Market leaders will often point to the importance of passion, as Claude Ruibal, of Infront Sports and Media puts it: “The fundamental need is being passionate about working in sports. If you have a strong passion about what you’re doing, you’ll always succeed.”
Bill Sweeney is the CEO of the British Olympic Association having recently overseen Britain’s most successful Winter Olympics but his original career was far removed from the world of sport, working in marketing for Shell, Unilever and Mars among others.
His view is simple, “if you’re going to do something you need to be passionate. If you’re passionate, you’ll be good and, if you’re good, your career will go on. I thought ‘my passion is sport’ and suddenly I had this clear direction”.
3. Use your strengths
Passion alone will not land you your dream job, you need to market your expertise and skillset by understanding the value these can bring to the industry, sector and organisations your targeting.
Sport is purposefully looking to attract talent from outside its own sphere to build and deliver the capabilities needed for an industry in transition. As it becomes more global, commercial and technologically focused, it must attract a new generation of talent to sustain the spectacular growth experienced over the last decade and more. Make a clear case for how you fit this future landscape.

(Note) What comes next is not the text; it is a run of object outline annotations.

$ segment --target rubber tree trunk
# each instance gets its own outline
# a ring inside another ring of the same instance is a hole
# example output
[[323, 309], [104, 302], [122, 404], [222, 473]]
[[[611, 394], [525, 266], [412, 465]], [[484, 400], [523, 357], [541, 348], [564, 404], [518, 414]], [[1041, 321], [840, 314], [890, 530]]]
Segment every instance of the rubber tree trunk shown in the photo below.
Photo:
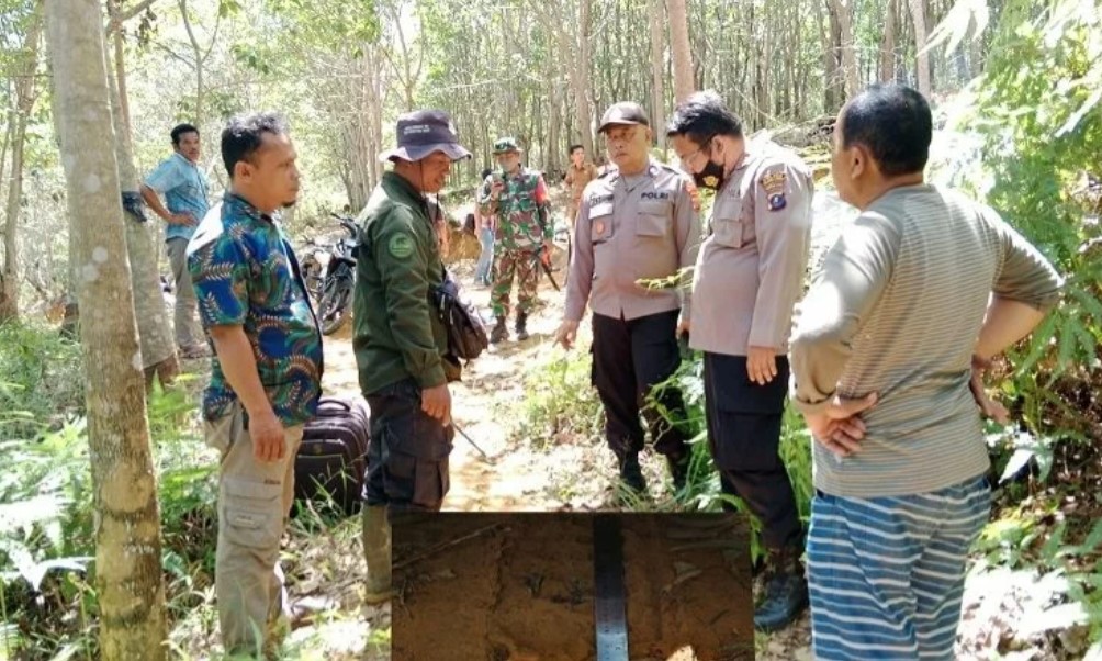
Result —
[[84, 310], [96, 592], [104, 661], [164, 659], [160, 512], [98, 0], [47, 0], [69, 259]]

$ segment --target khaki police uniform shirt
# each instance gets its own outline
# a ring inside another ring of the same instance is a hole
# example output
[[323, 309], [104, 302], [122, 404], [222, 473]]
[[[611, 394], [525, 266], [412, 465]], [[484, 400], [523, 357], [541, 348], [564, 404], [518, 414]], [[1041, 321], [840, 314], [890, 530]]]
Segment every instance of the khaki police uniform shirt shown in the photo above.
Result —
[[648, 289], [639, 282], [670, 278], [696, 259], [701, 229], [689, 181], [656, 161], [628, 178], [630, 187], [613, 171], [590, 182], [582, 194], [566, 286], [568, 321], [581, 321], [587, 301], [594, 313], [615, 318], [679, 307], [689, 318], [688, 286]]
[[788, 350], [811, 245], [811, 171], [771, 141], [749, 142], [715, 195], [693, 274], [690, 345], [745, 356]]

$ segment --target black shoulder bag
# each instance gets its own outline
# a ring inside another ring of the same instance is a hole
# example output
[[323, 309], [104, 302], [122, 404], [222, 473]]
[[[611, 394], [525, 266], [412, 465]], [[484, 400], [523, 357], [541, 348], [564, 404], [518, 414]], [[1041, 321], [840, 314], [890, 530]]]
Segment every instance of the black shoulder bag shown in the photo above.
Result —
[[447, 353], [461, 360], [474, 360], [489, 346], [486, 326], [474, 305], [460, 299], [460, 286], [444, 269], [444, 281], [431, 292], [436, 314], [447, 330]]

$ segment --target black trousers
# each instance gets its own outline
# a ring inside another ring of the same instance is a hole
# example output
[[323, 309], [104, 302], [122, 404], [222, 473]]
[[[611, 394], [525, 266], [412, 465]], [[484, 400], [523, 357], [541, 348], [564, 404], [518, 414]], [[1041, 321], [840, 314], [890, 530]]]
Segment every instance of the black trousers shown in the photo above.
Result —
[[[651, 388], [668, 379], [681, 364], [677, 326], [677, 310], [631, 321], [593, 315], [593, 386], [605, 407], [605, 437], [617, 456], [642, 449], [640, 411], [658, 453], [680, 457], [689, 451], [679, 425], [670, 424], [658, 410], [646, 405]], [[656, 399], [670, 418], [685, 419], [680, 390], [665, 388]]]
[[455, 431], [421, 410], [421, 389], [399, 381], [367, 395], [371, 442], [364, 498], [390, 511], [439, 511], [447, 494]]
[[765, 386], [750, 381], [745, 356], [704, 353], [707, 444], [724, 494], [738, 496], [761, 520], [769, 549], [801, 546], [792, 483], [778, 454], [788, 358], [777, 357], [777, 376]]

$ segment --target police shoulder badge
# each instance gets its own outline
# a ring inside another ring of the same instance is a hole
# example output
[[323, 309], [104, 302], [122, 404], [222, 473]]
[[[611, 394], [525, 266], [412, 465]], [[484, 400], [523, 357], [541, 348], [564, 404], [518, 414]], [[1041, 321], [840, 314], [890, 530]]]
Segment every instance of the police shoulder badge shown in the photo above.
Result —
[[770, 172], [761, 177], [761, 187], [765, 188], [765, 197], [768, 201], [770, 212], [779, 212], [788, 204], [788, 201], [785, 199], [786, 178], [784, 172]]
[[387, 251], [395, 259], [407, 259], [413, 254], [413, 239], [408, 234], [399, 232], [387, 241]]

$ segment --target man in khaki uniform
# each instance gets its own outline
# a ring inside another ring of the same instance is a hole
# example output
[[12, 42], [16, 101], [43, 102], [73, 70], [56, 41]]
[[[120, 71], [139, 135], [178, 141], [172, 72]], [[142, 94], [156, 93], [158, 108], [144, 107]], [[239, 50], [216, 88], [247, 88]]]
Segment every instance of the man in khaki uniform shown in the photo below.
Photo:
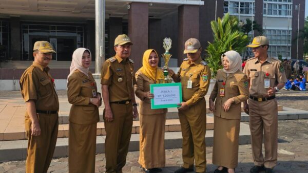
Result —
[[54, 79], [47, 67], [55, 53], [47, 41], [33, 47], [34, 61], [21, 77], [21, 91], [27, 106], [25, 126], [28, 137], [26, 172], [46, 172], [57, 137], [59, 102]]
[[106, 172], [122, 172], [128, 152], [132, 119], [138, 114], [133, 88], [136, 83], [133, 61], [128, 58], [131, 45], [126, 35], [118, 36], [114, 40], [116, 56], [106, 60], [102, 69]]
[[[249, 99], [244, 102], [245, 112], [249, 115], [252, 148], [255, 166], [251, 172], [273, 172], [277, 161], [278, 110], [275, 93], [286, 81], [280, 61], [267, 55], [268, 40], [264, 36], [254, 38], [247, 46], [253, 48], [255, 57], [248, 59], [244, 68], [250, 80]], [[249, 106], [248, 106], [249, 105]], [[265, 157], [262, 153], [264, 139]]]
[[204, 96], [207, 92], [210, 71], [200, 55], [199, 41], [189, 38], [185, 43], [184, 59], [178, 74], [170, 69], [169, 72], [176, 82], [181, 82], [183, 101], [179, 108], [179, 117], [183, 136], [182, 167], [175, 171], [183, 173], [193, 171], [195, 160], [197, 172], [205, 172], [205, 131], [206, 109]]

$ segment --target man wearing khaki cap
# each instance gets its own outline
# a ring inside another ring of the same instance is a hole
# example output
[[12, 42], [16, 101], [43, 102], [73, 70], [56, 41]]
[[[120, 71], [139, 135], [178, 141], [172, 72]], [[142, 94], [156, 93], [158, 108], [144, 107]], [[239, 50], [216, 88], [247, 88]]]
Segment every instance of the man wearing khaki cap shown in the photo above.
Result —
[[59, 102], [54, 80], [47, 67], [52, 53], [55, 52], [48, 42], [35, 42], [34, 61], [20, 79], [21, 91], [27, 106], [26, 172], [46, 172], [56, 142]]
[[176, 82], [182, 83], [183, 102], [179, 107], [179, 117], [183, 136], [183, 162], [182, 167], [176, 173], [194, 170], [205, 172], [205, 131], [206, 108], [204, 96], [206, 94], [210, 79], [210, 71], [200, 56], [202, 48], [196, 38], [189, 38], [185, 43], [184, 59], [176, 74], [168, 69], [171, 77]]
[[133, 85], [133, 61], [128, 58], [132, 43], [125, 34], [114, 40], [116, 55], [102, 69], [102, 93], [105, 104], [105, 153], [106, 172], [122, 172], [131, 135], [132, 119], [138, 114]]
[[[275, 93], [286, 81], [280, 61], [267, 55], [268, 40], [263, 36], [254, 38], [247, 47], [253, 48], [255, 57], [246, 62], [243, 72], [250, 81], [249, 99], [244, 102], [249, 115], [252, 149], [255, 166], [252, 173], [273, 172], [277, 161], [278, 110]], [[264, 132], [263, 132], [264, 131]], [[264, 137], [263, 137], [264, 136]], [[264, 139], [265, 157], [262, 153]]]

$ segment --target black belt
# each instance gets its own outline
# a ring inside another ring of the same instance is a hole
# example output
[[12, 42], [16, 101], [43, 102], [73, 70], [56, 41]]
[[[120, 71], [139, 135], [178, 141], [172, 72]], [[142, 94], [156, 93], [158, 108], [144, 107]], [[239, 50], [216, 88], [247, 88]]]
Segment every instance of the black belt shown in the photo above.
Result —
[[276, 98], [276, 96], [271, 96], [271, 97], [266, 97], [266, 98], [257, 98], [257, 97], [255, 97], [254, 96], [249, 96], [249, 98], [251, 98], [252, 99], [253, 99], [254, 100], [261, 102], [261, 101], [264, 101], [274, 99], [274, 98]]
[[110, 103], [116, 103], [116, 104], [128, 104], [130, 103], [131, 101], [130, 100], [122, 100], [119, 101], [111, 101]]
[[41, 111], [36, 110], [36, 113], [45, 114], [57, 114], [57, 111]]

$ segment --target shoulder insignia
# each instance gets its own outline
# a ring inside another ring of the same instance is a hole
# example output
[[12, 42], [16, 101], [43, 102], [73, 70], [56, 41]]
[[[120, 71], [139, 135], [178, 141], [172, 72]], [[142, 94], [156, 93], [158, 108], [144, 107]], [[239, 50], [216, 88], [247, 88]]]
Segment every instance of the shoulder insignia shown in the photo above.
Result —
[[255, 58], [255, 57], [251, 58], [249, 58], [249, 59], [248, 59], [247, 60], [247, 61], [250, 61], [250, 60], [252, 60], [252, 59], [256, 59], [256, 58]]
[[112, 58], [109, 58], [109, 59], [108, 59], [108, 60], [109, 60], [110, 62], [114, 62], [115, 60], [117, 60], [117, 58], [116, 58], [116, 57], [112, 57]]
[[204, 60], [202, 60], [201, 62], [200, 62], [200, 63], [204, 66], [207, 65], [207, 63], [206, 63], [206, 62], [205, 62], [205, 61]]

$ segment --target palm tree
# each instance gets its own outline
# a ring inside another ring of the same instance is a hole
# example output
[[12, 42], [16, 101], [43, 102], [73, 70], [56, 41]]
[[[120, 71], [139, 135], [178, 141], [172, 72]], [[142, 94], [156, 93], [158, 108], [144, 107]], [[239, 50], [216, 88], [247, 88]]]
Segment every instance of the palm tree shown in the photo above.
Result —
[[222, 18], [219, 17], [217, 21], [210, 22], [214, 40], [208, 42], [205, 50], [207, 52], [206, 60], [214, 76], [216, 76], [217, 70], [222, 68], [221, 56], [223, 53], [229, 50], [242, 52], [249, 41], [239, 24], [237, 17], [230, 16], [229, 13]]

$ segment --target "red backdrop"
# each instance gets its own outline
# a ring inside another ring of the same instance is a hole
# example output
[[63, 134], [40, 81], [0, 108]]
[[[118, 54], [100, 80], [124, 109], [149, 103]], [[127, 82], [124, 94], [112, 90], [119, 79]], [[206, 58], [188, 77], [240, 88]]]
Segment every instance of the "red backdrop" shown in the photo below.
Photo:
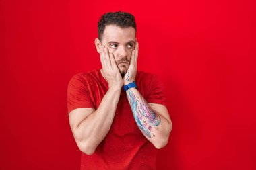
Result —
[[164, 82], [173, 129], [158, 169], [256, 169], [253, 1], [0, 1], [0, 169], [79, 169], [67, 83], [100, 67], [97, 22], [133, 13], [138, 68]]

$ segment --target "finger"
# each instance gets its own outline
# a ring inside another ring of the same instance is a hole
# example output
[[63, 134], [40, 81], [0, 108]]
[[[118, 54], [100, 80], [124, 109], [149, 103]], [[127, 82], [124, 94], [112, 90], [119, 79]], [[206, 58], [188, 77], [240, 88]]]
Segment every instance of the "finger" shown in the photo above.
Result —
[[106, 67], [106, 60], [105, 60], [105, 52], [104, 50], [104, 45], [102, 46], [102, 49], [100, 51], [100, 62], [101, 65], [102, 65], [102, 68], [105, 69]]
[[110, 53], [109, 56], [110, 58], [111, 67], [117, 67], [116, 61], [115, 60], [114, 54], [113, 53]]
[[133, 65], [133, 67], [135, 66], [135, 60], [134, 60], [135, 55], [135, 50], [133, 50], [131, 51], [131, 63], [130, 63], [130, 65]]
[[139, 43], [137, 42], [137, 44], [135, 46], [135, 64], [136, 67], [137, 64], [138, 56], [139, 56]]
[[108, 68], [111, 67], [111, 62], [110, 62], [110, 58], [109, 56], [109, 52], [108, 48], [104, 48], [104, 53], [105, 53], [105, 61], [106, 61], [106, 65]]

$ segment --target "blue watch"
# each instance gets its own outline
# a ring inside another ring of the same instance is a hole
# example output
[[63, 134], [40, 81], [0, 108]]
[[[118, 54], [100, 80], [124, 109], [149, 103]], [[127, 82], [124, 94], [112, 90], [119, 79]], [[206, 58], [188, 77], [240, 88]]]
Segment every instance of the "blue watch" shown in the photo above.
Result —
[[132, 88], [132, 87], [135, 87], [136, 89], [138, 88], [137, 87], [135, 81], [131, 82], [131, 83], [129, 83], [129, 84], [128, 84], [127, 85], [124, 85], [123, 86], [123, 89], [125, 90], [125, 91], [127, 91], [127, 89], [129, 89], [130, 88]]

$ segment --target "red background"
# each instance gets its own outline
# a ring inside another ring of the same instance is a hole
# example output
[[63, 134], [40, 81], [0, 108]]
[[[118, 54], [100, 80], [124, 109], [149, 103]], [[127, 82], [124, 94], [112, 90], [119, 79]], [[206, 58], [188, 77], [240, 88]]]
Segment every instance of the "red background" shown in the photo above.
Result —
[[0, 169], [79, 169], [67, 83], [100, 67], [107, 11], [133, 13], [138, 68], [158, 75], [173, 122], [158, 169], [256, 169], [253, 1], [0, 1]]

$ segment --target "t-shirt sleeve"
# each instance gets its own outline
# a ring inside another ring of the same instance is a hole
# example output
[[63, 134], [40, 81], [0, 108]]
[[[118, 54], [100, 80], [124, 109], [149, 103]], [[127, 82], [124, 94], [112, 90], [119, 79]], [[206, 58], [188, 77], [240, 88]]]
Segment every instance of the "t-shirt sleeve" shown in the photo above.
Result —
[[79, 75], [74, 75], [69, 81], [67, 99], [68, 113], [79, 108], [94, 108], [88, 87]]
[[165, 88], [157, 75], [153, 75], [148, 84], [148, 93], [146, 100], [148, 103], [161, 104], [167, 107]]

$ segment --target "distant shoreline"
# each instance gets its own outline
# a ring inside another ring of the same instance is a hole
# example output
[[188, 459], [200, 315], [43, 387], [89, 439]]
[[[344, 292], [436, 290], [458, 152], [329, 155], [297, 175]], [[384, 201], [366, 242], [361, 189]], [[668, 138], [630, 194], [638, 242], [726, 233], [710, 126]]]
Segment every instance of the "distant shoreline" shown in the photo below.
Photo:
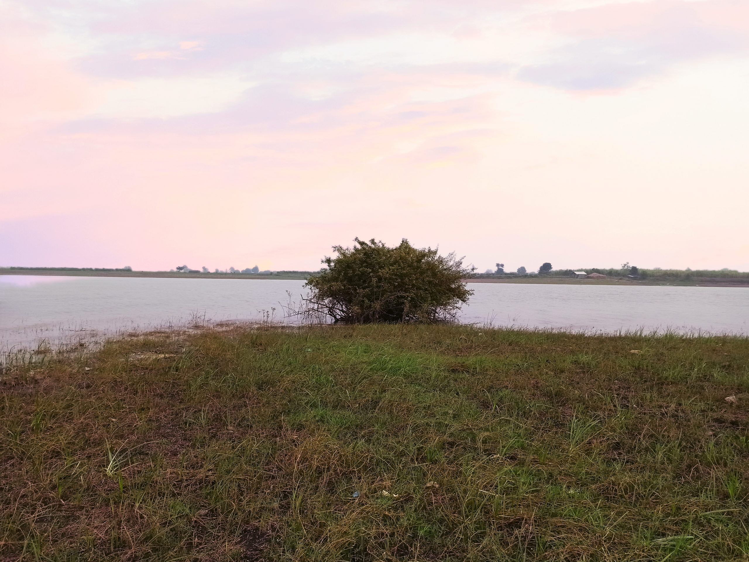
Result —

Do not ignore your soft skills. Sport is a people industry and high value will be placed on demonstrating your ability to fit the company culture and be part of a team. Identify your strengths and make sure you communicate them.
4. Build knowledge
You will need to have a good understand of the industry to develop a credible and marketable profile to support your career transition. So, ascertain what sector you want to work in, be it analytics, digital marketing, or another field entirely and research that sector in terms of structure, organisations, people, trends, developments and career opportunities.
Sign up to news platforms and feeds, listen to industry leaders, read blogs as well as sign up for job alerts at GlobalSportsJobs to keep up to date with the type of career opportunities available and the skill sets required.
As Deltatre head of digital, mobile and social, Jonathan Schecter highlights, “Work out what you can offer a company and come in with a very compelling proposition.”
5. Optimise your personal brand
Put time into developing a compelling and cohesive personal brand can make all your hard work worthwhile when transferring from another industry into sport.
Create a strong narrative behind your profile: make sure your LinkedIn page is up to date and pertinent, and make sure you have the qualifications, skillset and training your target jobs are looking for, if not, aim to get them.
Consider being thought an opinion leader in your chosen field by writing a blog or contributing to editorial copy to gain a following or speak at events even if not sport related to increase your credibility and exposure.
What’s your best way into sport?
Build your network, do your research and strengthen your own profile. Commit to your goals and set achievable steps to reaching them.
The industry is targeting talent just like you, and skills and experience from other industries are in high demand. But remember, it’s competitive, so arm yourself with the knowledge, skills and passion sports industry employers are looking for.
As industry leader Peter Hutton puts it: “If you’re good, show you’re good, then people will notice you and your rise to the top. Good people in sport have the chance to rise to the top very quickly so make a noise about yourself.”